Solutions: You can find the file with solutions for all questions here.

Quiz submissions were graded automatically for correctness. Implementations did not need to be efficient, as long as they were correct.

In addition to the doctests provided to students, we also used extra doctests to check for corner cases. These extra test cases are highlighted below.

To complete this homework assignment, you will need to use SQLite version 3.8.3 or greater. See Lab 12 for setup and usage instructions.

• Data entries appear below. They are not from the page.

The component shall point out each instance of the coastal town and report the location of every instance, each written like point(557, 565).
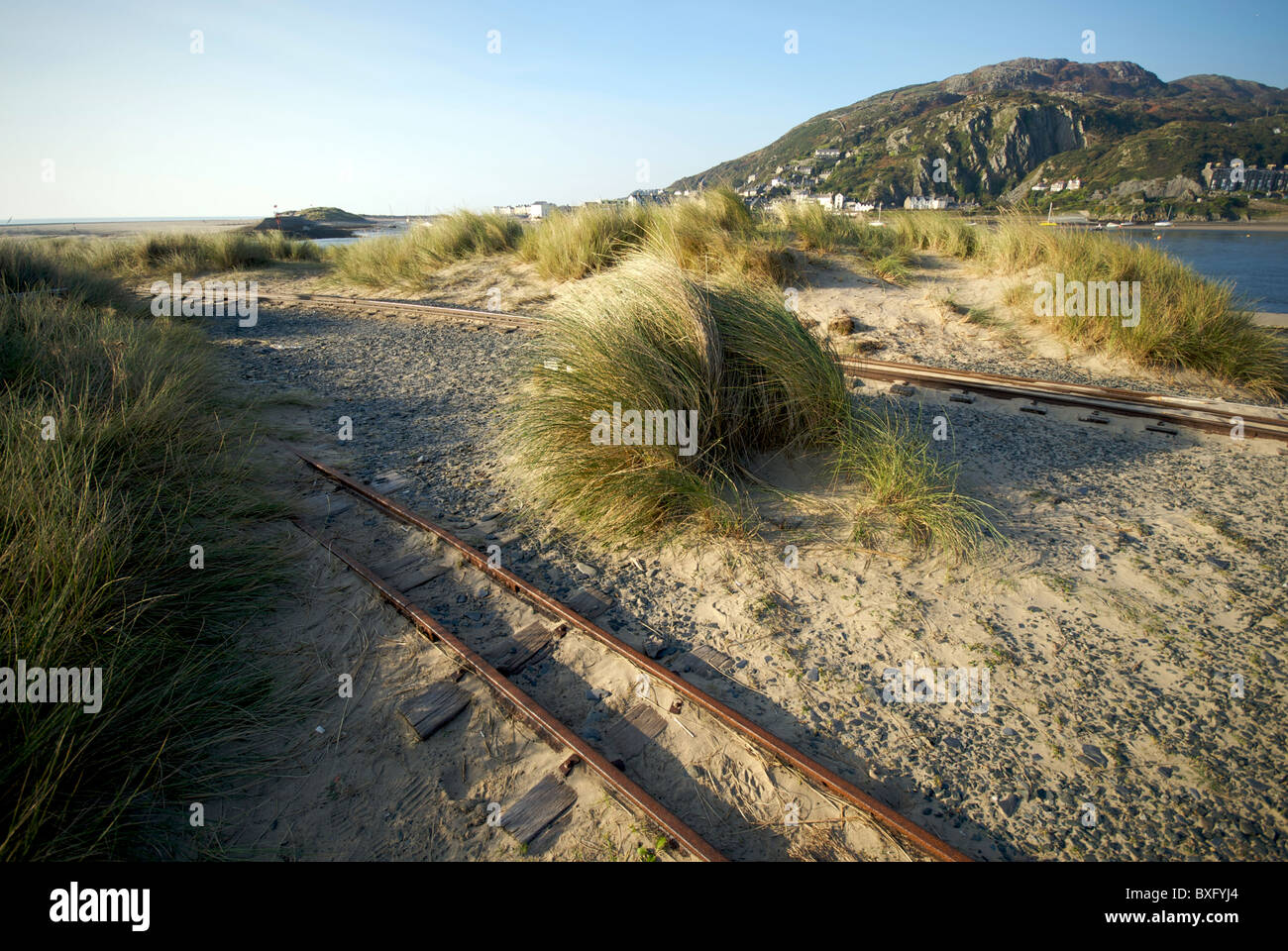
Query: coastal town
point(805, 183)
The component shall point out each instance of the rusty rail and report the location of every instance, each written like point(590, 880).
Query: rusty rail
point(529, 707)
point(1180, 410)
point(763, 739)
point(1196, 414)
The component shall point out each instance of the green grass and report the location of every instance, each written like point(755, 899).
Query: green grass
point(570, 245)
point(709, 235)
point(95, 530)
point(1186, 321)
point(820, 230)
point(893, 268)
point(415, 256)
point(651, 335)
point(191, 254)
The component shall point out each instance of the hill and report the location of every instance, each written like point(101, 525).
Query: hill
point(990, 134)
point(330, 215)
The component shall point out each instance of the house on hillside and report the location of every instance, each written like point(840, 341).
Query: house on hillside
point(925, 202)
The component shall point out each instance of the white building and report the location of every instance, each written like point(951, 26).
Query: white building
point(925, 202)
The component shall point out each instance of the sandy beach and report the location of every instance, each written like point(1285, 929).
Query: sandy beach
point(128, 228)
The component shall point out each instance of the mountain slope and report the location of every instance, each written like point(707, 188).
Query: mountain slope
point(990, 133)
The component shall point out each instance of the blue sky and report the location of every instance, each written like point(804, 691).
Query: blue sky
point(376, 106)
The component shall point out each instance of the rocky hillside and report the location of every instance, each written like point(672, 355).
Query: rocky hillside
point(990, 134)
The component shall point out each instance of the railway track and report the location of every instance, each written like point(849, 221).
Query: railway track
point(539, 655)
point(1163, 412)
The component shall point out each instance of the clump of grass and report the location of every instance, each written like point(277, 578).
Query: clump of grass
point(893, 268)
point(410, 258)
point(712, 234)
point(95, 532)
point(194, 254)
point(820, 230)
point(570, 245)
point(1185, 320)
point(649, 335)
point(44, 266)
point(922, 231)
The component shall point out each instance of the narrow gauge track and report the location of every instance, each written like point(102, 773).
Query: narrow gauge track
point(1194, 414)
point(640, 729)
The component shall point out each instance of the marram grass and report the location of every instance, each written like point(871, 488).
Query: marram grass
point(649, 335)
point(95, 532)
point(411, 258)
point(1185, 320)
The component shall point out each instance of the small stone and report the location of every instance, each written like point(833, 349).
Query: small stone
point(1091, 755)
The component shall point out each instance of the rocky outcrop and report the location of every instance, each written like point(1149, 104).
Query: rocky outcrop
point(1177, 187)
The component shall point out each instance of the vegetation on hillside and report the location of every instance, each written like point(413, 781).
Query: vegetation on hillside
point(117, 459)
point(1185, 320)
point(649, 335)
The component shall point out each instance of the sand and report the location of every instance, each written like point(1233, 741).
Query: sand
point(1136, 702)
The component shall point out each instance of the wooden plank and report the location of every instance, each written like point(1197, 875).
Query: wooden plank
point(329, 504)
point(389, 482)
point(589, 602)
point(539, 806)
point(434, 707)
point(704, 661)
point(513, 654)
point(417, 575)
point(387, 570)
point(640, 726)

To check your progress, you can run sqlite3 directly by running:

sqlite3 -init quiz04.sql

You should also check your work using ok:

python3 ok

Data

In each question below, you will define a new table based on the following tables. The first defines the names, opening, and closing hours of great pizza places in Berkeley. The second defines typical meal times (for college students). A pizza place is open for a meal if the meal time is at or within the open and close times.

create table pizzas as
  select "Pizzahhh" as name, 12 as open, 15 as close union
  select "La Val's"        , 11        , 22          union
  select "Sliver"          , 11        , 20          union
  select "Cheeseboard"     , 16        , 23          union
  select "Emilia's"        , 13        , 18;

create table meals as
  select "breakfast" as meal, 11 as time union
  select "lunch"            , 13         union
  select "dinner"           , 19         union
  select "snack"            , 22;

Your tables should still perform correctly even if the values in these tables were to change. Don't just hard-code the output to each query.

Question 1

If two meals are more than 6 hours apart, then there's nothing wrong with going to the same pizza place for both, right? Create a double table with three columns. The first columns is the earlier meal, the second is the later meal, and the third is the name of a pizza place. Only include rows that describe two meals that are more than 6 hours apart and a pizza place that is open for both of the meals. The rows may appear in any order.
-- Two meals at the same place
create table double as
  select a.meal, b.meal, name
         from meals as a, meals as b, pizzas
         where open <= a.time and a.time <= close and
               open <= b.time and b.time <= close and
               b.time > a.time + 6;

-- Example:
select * from double where name="Sliver";
-- Expected output:
--   breakfast|dinner|Sliver

Test your solution with OK:

python3 ok -q double

Question 2

For each meal, list all the pizza options. Create a table options that has one row for every meal and three columns. The first column is the meal, the second is the total number of pizza places open for that meal, and the last column is a comma-separated list of open pizza places in alphabetical order. Assume that there is at least one pizza place open for every meal. Order the resulting rows by meal time.
-- Pizza options for every meal
create table options as
  with
    lists(meal, time, names, last, n) as (
      select meal, time, name, name, 1
             from pizzas, meals
             where open <= time and time <= close union
      select meal, time, names || ", " || name, name, n+1
             from lists, pizzas
             where open <= time and time <= close and name > last
    )
  select meal, max(n), names from lists group by meal order by time;

-- Example:
select * from options where meal="dinner";
-- Expected output:
--   dinner|3|Cheeseboard, La Val's, Sliver

Hint: Define a recursive table in a with statement that includes all partial lists of options, then use the max aggregate function to pick the full list for each meal.